「たのしいイソップ童話の世界」

軽井沢絵本の森美術館
6月22日終了

アーティスト

いまいあやの
絵本の起源と言われる「世界図絵」は、現在でいう教科書や図鑑のような役割を持っていました。その後、「ホーン・ブック」「バトルドア」など、聖書の内容やアルファベットを子どもに教える印刷物が普及し、現在の絵本を含む子どものための本につながっていきました。加えて18世紀の教育では、子どもに知識や道徳を教えることが重視されるようになります。こうして、子どものための本は、「子どもにものを教えること」から出発しました。

この時期の子どもの本は、「教訓」を題材にすることが多くありました。そこでよく取り上げられたのが「イソップ童話」です。動物が擬人化したような形で、人生の教訓や風刺を表現するお話は「寓話」と呼ばれ、イソップ童話はこの最たる例です。19世紀末~20世紀になると、イソップ童話はウォルター・クレイン、アーサー・ラッカムといった現代絵本の創成期に活躍した画家たちによって、子どもの本に描かれるようになりました。堅苦しく感じる「教訓」も、動物の姿を通して教えてくれるイソップ童話に、子どもたちは親しみを覚えてきたのです。

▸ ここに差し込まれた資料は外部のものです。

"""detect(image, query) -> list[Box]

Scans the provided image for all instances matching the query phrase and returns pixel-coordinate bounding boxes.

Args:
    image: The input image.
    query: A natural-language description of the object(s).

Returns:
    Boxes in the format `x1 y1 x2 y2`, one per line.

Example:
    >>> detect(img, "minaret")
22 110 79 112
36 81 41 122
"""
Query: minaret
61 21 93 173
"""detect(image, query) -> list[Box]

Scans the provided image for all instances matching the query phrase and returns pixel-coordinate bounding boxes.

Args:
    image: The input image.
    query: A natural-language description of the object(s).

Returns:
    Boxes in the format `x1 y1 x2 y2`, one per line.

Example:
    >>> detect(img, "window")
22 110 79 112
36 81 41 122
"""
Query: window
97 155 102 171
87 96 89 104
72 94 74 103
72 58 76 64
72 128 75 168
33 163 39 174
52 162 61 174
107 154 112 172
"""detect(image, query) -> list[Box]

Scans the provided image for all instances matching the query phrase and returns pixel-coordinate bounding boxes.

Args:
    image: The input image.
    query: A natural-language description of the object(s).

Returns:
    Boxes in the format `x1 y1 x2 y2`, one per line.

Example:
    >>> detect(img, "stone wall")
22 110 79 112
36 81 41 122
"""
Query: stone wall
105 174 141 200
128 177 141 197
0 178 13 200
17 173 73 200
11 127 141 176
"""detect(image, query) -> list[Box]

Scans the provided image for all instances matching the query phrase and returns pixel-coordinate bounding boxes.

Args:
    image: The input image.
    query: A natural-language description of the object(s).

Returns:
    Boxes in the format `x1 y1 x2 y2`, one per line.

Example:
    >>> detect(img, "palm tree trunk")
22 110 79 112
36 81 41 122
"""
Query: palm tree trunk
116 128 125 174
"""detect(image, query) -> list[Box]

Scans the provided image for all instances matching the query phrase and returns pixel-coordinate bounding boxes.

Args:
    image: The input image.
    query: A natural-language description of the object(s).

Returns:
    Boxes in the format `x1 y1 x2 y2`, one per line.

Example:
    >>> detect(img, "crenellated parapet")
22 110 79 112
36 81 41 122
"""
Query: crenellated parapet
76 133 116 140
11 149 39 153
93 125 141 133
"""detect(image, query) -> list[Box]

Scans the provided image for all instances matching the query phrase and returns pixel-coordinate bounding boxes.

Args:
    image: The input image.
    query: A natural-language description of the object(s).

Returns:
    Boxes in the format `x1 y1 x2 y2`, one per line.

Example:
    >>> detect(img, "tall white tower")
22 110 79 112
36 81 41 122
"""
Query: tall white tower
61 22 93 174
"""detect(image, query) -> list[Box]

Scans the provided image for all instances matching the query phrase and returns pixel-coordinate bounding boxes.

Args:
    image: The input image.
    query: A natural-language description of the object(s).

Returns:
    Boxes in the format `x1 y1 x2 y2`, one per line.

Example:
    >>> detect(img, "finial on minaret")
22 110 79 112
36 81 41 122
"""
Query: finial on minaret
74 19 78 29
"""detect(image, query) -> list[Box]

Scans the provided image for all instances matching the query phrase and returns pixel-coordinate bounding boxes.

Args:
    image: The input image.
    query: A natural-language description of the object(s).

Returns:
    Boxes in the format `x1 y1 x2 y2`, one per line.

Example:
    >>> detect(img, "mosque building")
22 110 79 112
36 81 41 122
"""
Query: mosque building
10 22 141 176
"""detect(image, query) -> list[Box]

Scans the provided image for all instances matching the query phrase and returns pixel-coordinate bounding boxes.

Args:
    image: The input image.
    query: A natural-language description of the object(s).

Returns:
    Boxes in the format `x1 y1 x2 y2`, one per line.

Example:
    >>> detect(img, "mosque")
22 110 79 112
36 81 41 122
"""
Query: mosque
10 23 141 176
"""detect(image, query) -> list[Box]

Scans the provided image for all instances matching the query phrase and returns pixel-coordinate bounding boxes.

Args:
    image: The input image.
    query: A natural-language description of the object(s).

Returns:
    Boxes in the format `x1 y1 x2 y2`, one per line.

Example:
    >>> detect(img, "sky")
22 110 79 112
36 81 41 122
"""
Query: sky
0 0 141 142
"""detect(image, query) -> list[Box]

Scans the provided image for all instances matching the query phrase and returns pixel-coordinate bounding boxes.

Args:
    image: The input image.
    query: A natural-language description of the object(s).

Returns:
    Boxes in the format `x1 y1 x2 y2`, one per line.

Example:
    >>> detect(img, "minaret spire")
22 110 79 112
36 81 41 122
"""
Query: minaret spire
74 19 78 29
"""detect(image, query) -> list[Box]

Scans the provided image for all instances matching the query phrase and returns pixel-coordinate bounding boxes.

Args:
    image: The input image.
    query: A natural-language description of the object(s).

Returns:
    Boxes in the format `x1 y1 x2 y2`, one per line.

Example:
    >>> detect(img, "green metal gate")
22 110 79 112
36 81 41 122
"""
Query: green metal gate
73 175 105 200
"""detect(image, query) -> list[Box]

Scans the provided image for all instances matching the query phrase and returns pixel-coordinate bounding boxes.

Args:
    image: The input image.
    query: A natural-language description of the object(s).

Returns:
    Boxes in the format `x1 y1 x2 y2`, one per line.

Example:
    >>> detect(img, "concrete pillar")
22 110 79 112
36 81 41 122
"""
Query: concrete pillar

本展では、長野県佐久市在住の絵本画家・いまいあやの『イソップ物語 13のおはなし』(BL出版、2012年)の絵本原画を中心に、さまざまなイソップ童話をイラストともにご紹介します。「ウサギとカメ」「キツネとぶどう」などの有名なものから、「オンドリと宝石」「泉のほとりのシカ」といったあまり知られていないものまで、多くのイソップ童話にふれていただくことができます。いまい氏が描くイソップ童話の中でも「みえっぱりのカラス」と「カラスとハトたち」は、それぞれのお話のずる賢いカラスが、一枚の絵の中で対になっているユニークな構図の作品です。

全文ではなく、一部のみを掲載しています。